Proclaimer Blog
Are you allowed to preach just on a single verse at Cornhill?
Well, yes, you are. Indeed we actively encourage students to learn how to do so wisely. Of course there were some good reasons why in recent decades many preachers moved away from the frequent single-verse habit of their predecessors:
• it could readily lend itself to preaching verses out of context;
• done as the staple diet, it prevented consecutive exposition through whole books;
• it assumed greater Bible literacy in congregations than is now often the case;
• preachers could rather easily choose to preach on just their favourite topics.
There have been some real gains in this shift, and it’s wise to try to hold on to them.
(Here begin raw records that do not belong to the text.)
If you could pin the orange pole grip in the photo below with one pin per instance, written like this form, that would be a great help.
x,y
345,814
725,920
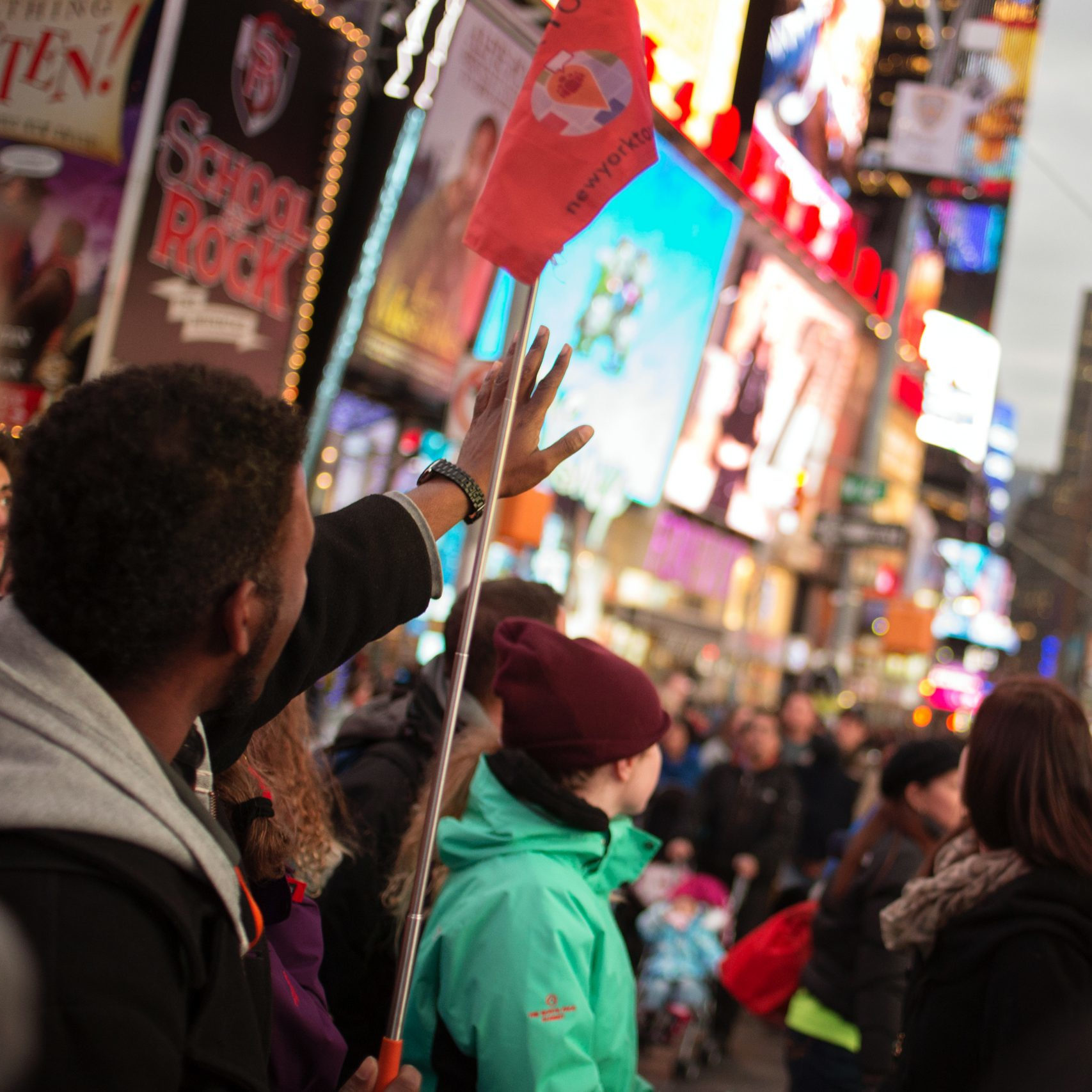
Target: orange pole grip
x,y
390,1063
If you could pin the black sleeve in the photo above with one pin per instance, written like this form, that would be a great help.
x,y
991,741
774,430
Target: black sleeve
x,y
369,571
1036,1021
879,986
778,844
114,997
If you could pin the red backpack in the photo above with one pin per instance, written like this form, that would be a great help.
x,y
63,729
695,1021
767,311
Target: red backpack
x,y
763,971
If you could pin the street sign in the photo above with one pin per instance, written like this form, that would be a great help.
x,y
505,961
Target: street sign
x,y
841,532
857,489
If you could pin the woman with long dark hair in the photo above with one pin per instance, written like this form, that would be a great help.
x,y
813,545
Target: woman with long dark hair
x,y
1002,997
844,1019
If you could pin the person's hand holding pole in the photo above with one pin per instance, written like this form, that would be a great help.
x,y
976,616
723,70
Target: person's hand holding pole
x,y
441,503
367,1077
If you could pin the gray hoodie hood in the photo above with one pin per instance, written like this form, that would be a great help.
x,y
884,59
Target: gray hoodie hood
x,y
70,760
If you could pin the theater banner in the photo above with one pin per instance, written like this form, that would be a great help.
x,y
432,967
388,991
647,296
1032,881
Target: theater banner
x,y
230,213
65,74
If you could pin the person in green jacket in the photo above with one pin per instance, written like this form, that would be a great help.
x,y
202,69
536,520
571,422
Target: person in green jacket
x,y
523,983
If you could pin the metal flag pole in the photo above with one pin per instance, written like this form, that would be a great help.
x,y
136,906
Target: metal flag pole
x,y
390,1055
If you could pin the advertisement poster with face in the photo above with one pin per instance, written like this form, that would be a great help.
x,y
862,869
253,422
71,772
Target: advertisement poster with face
x,y
767,406
67,131
431,289
230,211
819,63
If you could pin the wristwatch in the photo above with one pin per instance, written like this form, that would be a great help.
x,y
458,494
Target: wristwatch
x,y
443,469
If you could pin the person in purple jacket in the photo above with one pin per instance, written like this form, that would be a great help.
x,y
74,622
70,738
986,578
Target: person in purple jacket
x,y
280,806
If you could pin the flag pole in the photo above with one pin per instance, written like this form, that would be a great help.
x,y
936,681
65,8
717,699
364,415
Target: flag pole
x,y
390,1055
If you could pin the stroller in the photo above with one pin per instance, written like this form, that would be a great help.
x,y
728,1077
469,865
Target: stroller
x,y
688,923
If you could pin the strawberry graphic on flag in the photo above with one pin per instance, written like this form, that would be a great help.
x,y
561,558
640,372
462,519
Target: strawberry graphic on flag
x,y
581,130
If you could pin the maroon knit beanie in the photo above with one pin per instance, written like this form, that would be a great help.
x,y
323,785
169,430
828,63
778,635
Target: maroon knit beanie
x,y
571,704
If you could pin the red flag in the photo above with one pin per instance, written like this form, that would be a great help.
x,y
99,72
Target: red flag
x,y
581,130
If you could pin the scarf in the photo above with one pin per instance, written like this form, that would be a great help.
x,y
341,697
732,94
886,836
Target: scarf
x,y
965,876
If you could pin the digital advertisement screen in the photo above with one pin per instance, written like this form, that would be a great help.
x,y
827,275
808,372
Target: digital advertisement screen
x,y
429,290
819,61
970,234
696,44
767,406
976,596
635,295
995,74
960,387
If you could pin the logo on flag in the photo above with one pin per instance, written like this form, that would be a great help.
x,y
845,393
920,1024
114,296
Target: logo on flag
x,y
577,94
264,71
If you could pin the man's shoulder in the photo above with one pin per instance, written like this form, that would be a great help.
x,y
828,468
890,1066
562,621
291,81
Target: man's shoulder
x,y
77,875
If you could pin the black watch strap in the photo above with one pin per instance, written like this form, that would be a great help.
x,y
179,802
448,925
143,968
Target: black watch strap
x,y
443,469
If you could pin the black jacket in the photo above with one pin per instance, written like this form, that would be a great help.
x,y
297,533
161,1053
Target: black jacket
x,y
829,796
1005,1002
143,987
738,812
381,769
851,971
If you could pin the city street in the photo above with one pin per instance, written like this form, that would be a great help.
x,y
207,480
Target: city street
x,y
535,528
755,1064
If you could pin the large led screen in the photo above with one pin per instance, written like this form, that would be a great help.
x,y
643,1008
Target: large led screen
x,y
635,295
976,596
819,61
767,406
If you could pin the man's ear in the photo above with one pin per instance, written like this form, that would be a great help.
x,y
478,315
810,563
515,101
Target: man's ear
x,y
624,769
242,617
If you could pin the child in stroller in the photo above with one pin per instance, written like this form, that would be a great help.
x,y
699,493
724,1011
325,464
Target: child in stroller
x,y
684,937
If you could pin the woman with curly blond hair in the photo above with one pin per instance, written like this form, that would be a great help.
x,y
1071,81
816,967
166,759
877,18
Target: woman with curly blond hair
x,y
281,804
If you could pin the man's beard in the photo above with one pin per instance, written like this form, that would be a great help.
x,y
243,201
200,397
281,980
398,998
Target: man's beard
x,y
244,687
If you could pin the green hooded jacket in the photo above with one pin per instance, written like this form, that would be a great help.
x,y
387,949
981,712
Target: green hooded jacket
x,y
523,983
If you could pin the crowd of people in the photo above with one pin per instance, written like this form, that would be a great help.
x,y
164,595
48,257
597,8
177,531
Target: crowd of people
x,y
193,897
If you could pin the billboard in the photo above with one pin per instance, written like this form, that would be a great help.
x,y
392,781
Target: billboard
x,y
767,406
230,211
693,45
995,75
65,156
971,130
960,387
635,295
65,75
976,596
817,81
431,290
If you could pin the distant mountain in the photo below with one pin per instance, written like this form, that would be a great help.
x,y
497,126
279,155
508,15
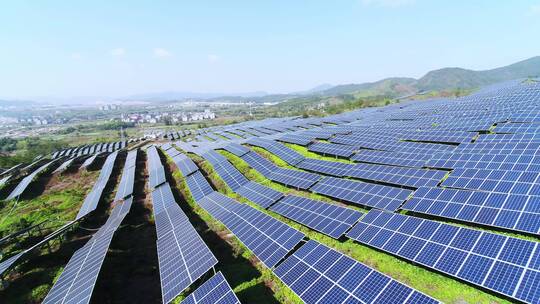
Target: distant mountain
x,y
462,78
165,96
442,79
16,103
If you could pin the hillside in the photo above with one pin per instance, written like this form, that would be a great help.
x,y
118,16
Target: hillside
x,y
442,79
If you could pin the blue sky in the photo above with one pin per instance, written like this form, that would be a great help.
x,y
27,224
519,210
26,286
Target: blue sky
x,y
118,48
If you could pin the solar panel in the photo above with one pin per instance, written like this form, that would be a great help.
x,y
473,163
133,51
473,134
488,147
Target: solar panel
x,y
92,199
510,211
296,139
198,186
182,254
502,264
326,218
392,158
294,178
90,161
319,274
236,149
332,149
214,291
409,177
259,163
440,136
325,167
521,162
287,154
371,195
77,281
127,180
259,194
269,239
519,182
64,166
25,182
213,157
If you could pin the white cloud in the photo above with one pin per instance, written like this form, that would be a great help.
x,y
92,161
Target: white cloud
x,y
388,3
159,52
118,52
535,9
213,58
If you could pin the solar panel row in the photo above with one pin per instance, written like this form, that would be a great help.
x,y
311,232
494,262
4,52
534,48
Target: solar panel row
x,y
92,199
127,181
77,281
326,218
318,274
269,239
507,265
510,211
182,254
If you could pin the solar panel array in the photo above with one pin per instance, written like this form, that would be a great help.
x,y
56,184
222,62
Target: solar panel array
x,y
184,163
504,210
92,199
198,186
90,149
236,149
127,182
156,170
269,239
367,194
214,291
326,218
319,274
25,182
259,194
183,256
507,265
288,155
332,149
77,281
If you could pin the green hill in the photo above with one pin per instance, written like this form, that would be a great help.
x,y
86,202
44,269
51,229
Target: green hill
x,y
442,79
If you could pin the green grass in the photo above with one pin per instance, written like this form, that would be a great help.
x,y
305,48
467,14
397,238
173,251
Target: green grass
x,y
436,285
306,153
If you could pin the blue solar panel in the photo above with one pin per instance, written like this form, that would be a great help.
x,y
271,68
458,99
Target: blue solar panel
x,y
504,210
296,139
259,163
332,149
198,186
395,175
371,195
287,154
510,162
518,182
259,194
318,274
214,291
232,177
392,158
325,167
269,239
236,149
329,219
213,157
489,260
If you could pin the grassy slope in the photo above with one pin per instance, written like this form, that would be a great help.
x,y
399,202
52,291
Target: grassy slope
x,y
59,203
437,285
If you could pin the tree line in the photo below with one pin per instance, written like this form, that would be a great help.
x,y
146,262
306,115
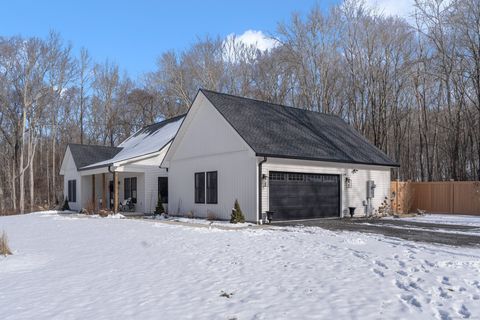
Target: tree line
x,y
410,85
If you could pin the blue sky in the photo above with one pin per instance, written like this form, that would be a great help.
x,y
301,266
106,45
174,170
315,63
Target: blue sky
x,y
134,33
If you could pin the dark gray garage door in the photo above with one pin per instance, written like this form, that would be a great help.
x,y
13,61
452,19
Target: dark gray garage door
x,y
303,195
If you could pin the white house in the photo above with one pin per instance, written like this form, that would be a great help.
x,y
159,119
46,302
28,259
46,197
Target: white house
x,y
295,163
102,177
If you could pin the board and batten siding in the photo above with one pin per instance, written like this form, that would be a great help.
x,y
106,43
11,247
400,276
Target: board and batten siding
x,y
350,197
209,143
70,172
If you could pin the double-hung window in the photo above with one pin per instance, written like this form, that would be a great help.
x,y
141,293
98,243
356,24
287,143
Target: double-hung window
x,y
206,187
130,189
72,190
200,187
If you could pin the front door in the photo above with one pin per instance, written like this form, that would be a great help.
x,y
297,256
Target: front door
x,y
163,189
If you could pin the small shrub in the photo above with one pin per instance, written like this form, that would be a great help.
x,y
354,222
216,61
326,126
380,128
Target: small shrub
x,y
237,214
104,213
4,248
159,209
65,206
211,216
90,207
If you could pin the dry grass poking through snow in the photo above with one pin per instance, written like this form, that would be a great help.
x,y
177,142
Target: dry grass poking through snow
x,y
4,248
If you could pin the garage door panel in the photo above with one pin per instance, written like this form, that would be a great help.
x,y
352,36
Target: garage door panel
x,y
304,196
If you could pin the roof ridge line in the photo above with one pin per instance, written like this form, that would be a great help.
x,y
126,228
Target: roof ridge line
x,y
271,103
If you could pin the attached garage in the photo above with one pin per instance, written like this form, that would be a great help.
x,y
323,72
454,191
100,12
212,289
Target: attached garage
x,y
295,163
296,196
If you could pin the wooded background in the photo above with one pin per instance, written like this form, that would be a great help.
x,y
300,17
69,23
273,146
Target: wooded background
x,y
411,86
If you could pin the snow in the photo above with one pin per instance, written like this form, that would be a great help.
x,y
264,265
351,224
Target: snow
x,y
144,143
464,220
74,267
216,223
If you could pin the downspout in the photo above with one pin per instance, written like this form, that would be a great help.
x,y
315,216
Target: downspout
x,y
260,188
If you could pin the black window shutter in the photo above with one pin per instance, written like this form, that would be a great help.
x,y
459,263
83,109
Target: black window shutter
x,y
163,189
74,192
212,187
200,187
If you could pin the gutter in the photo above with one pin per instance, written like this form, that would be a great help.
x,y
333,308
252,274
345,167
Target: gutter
x,y
260,188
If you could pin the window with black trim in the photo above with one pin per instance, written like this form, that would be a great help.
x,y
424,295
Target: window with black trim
x,y
72,190
212,187
130,189
200,187
163,189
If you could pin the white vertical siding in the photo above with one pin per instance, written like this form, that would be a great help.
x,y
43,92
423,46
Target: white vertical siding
x,y
70,172
350,197
209,143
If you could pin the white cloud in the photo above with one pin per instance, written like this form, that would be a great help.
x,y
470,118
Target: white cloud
x,y
401,8
254,38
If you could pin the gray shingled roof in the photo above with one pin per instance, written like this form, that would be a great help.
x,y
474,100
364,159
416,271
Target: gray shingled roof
x,y
273,130
84,155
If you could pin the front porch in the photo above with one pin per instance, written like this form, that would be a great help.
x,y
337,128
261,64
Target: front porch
x,y
126,191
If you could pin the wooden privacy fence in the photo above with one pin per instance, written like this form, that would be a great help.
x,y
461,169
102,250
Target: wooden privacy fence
x,y
455,197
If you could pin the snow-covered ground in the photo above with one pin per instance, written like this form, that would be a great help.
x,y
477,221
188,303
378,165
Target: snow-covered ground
x,y
73,267
464,220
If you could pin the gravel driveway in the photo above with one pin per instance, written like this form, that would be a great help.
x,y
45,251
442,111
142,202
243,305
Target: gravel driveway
x,y
447,234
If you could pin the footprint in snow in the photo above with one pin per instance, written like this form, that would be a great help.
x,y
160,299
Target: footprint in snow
x,y
401,285
429,263
464,312
446,281
476,283
444,294
444,315
378,272
410,299
381,264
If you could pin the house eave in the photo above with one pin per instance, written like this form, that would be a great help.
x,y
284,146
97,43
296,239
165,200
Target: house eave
x,y
391,165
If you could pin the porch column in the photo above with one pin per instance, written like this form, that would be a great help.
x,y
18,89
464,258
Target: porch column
x,y
115,192
104,192
94,203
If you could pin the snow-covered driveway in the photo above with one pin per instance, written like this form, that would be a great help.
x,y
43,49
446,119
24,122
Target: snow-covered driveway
x,y
92,268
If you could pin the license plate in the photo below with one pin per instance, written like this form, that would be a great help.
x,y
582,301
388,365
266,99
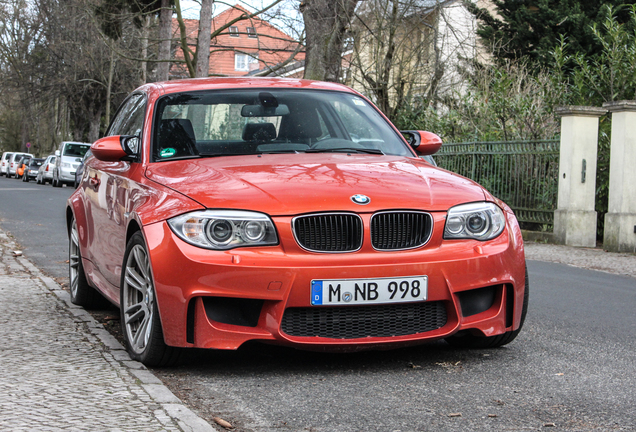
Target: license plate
x,y
369,291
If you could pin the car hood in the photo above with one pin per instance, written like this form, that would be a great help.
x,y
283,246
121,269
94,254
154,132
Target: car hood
x,y
292,184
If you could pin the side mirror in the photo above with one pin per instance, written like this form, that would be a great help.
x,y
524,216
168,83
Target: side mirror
x,y
114,148
424,143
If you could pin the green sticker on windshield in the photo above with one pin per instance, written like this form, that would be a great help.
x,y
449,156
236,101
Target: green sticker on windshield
x,y
167,152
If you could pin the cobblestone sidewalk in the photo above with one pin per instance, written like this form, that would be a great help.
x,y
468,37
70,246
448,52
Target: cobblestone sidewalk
x,y
61,370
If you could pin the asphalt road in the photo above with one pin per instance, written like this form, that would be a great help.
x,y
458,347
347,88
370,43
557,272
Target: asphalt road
x,y
573,367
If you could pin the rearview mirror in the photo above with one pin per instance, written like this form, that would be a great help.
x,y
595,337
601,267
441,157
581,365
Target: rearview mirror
x,y
264,111
423,142
114,148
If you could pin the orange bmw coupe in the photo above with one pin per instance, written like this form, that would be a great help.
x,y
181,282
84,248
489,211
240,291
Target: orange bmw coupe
x,y
225,210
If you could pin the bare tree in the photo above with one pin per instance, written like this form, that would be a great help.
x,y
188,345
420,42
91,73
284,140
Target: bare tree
x,y
395,55
165,36
326,23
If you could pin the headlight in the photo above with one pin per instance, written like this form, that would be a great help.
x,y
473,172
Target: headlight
x,y
479,221
224,229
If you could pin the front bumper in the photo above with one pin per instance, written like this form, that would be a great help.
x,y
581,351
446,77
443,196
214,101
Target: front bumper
x,y
220,300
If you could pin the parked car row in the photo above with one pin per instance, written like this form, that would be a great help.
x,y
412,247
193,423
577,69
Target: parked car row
x,y
63,167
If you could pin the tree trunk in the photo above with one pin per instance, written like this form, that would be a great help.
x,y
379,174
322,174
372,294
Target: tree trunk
x,y
144,49
165,36
94,126
202,67
326,22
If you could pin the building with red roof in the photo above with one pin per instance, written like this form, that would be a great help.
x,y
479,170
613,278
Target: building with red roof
x,y
245,47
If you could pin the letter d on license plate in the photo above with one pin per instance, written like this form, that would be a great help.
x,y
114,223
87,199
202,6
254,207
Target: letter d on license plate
x,y
369,291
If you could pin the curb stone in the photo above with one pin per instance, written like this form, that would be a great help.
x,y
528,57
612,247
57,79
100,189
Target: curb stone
x,y
172,411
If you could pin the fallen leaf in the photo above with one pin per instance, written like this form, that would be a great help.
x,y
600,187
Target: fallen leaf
x,y
224,423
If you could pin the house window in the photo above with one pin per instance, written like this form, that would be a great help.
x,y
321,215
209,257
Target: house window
x,y
245,62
But when students ask (as they occasionally do) ‘how can I preach on a single verse and still do all the things Cornhill trains me to do with the text?’, that’s probably a signal that we need to work at not losing the ability to preach well from a single verse. Choosing a single verse as your text is, after all, doing nothing more radical than just opting to preach on a pretty short text. There are of course still some dangers out there into which the unwary and lazy may fall:
• preaching the context rather than what my text actually says;
• conversely, preaching my text without controls from its context.
However there are some benefits from occasional single-verse preaching, when done well:
• less time is normally spent in the sermon on text-explanation, leaving more time for application – whereas many of our sermons are imbalanced the other way;
• it can summarise the heart of the message of a complex book or chapter in a single verse (debatable examples of whole-book summaries, for my money, are Galatians 5.5; James 4.4; 1 John 5.20);
• in speaking situations where brevity, crystal clarity and directness are essential – funerals, short evangelistic talks, Christmas services, etc. – a single verse may well be the most sensible way to go.